Cluster does not comeback after shutdown- After Reboot Cause - Cannot listen on https socket, skipping..." err="listen tcp 10.0.0.102:8443: bind: cannot assign requested address"

Tony_Anytime · January 15, 2020, 5:37pm

I am building a new cluster of 4 servers… and everything works great until shutdown server.
I have reinstall these an additional 4 times.
First, I lost one server, and then have remove node and reinstall it again.
Second, I lost 2 servers from cluster, I removed them and redid lxd init on servers
Third time, one unit lost the complete lxd install from snap., reinstalled
Fourth Time, now… lxc list hangs and sudo lxd --debug --group lxd
DBUG[01-15|12:21:01] Connecting to a local LXD over a Unix socket
DBUG[01-15|12:21:01] Sending request to LXD method=GET url=http://unix.socket/1.0 etag=
All machine says Global database unavailable
It look like machines are doing a clean shutdown. Luckily these are new machine and I can ust erase and do it again, but this going to be 5th time and have no idea what is happening.

Tony_Anytime · January 16, 2020, 4:33am

Being playing around with these servers. They install perfectly, They work perfectly. BUT and it is big one. If I shut them all down, they don’t come back easily. I can turn off one, or two they are all ok to bring back one.
I even went as far as trying lxd shutdown first then regular shutdown.
I found that if I do systemctl restart snap.lxd.daemon, I can get cluster running eventually, it takes like 10 minutes for cluster to work again.
I can’t believe that this is correct on empty machines sitting on my bench.
Is it that the database is corrupt or too big?
It is brand new

freeekanayaka · January 16, 2020, 9:55am

LXD 3.20 will be available in the coming weeks as snap. Please try with that once out since it has a lot of improvements in this area.

Tony_Anytime · January 16, 2020, 2:13pm

Right now I am worried. After having had LXD in production for years now, it seems as unreliable as ever in regard to being at any level fault tolerant.
My new cluster that is set to replace present cluster, because I am moving to another Data Center
It can’t be shutdown properly several times before it loses it. Waiting for new version does not make senses unless you know of a particular issue that is causing this.

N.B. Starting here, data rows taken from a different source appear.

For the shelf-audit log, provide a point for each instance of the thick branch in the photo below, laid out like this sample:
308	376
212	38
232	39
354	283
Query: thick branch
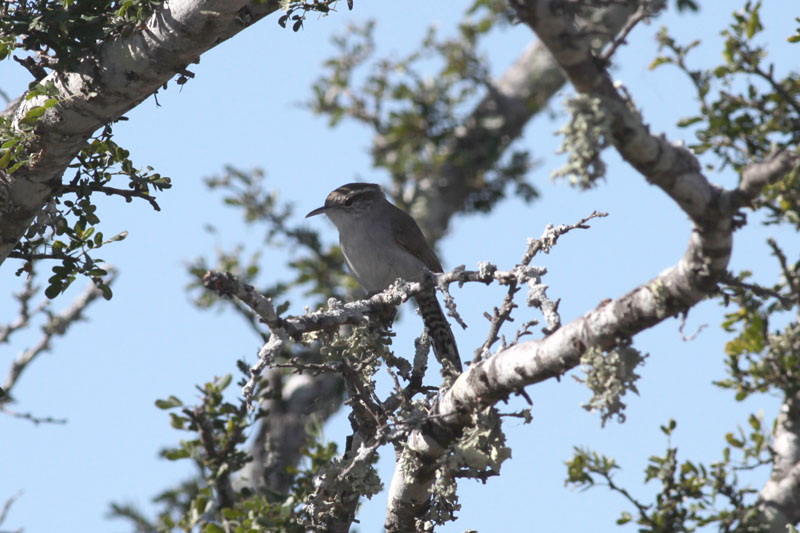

Take a look below, it looks like database is having communications issues.

lxc version
Client version: 3.18
Server version: unreachable
lxc list
Error: cannot fetch node config from database: driver: bad connection
lxd sql local ‘SELECT * FROM raft_nodes’
±—±----------------+
| id | address |
±—±----------------+
| 1 | 10.0.0.104:8443 |
| 2 | 10.0.0.103:8443 |
| 3 | 10.0.0.102:8443 |
±—±----------------+
lxd sql global ‘SELECT * FROM raft_nodes’
Error: Failed to execute query: driver: bad connection

see attached log picture.

freeekanayaka · January 16, 2020, 2:33pm

I’m not aware of specific issues regarding shutting down members of a cluster. However 3.20 will have improvements that reduce API downtime in case you restart one or more cluster members: at the moment if you happen to restart the database leader, then API requests will hang or fail until a new leader is elected, which can take a few seconds. The new version should minimize such downtime.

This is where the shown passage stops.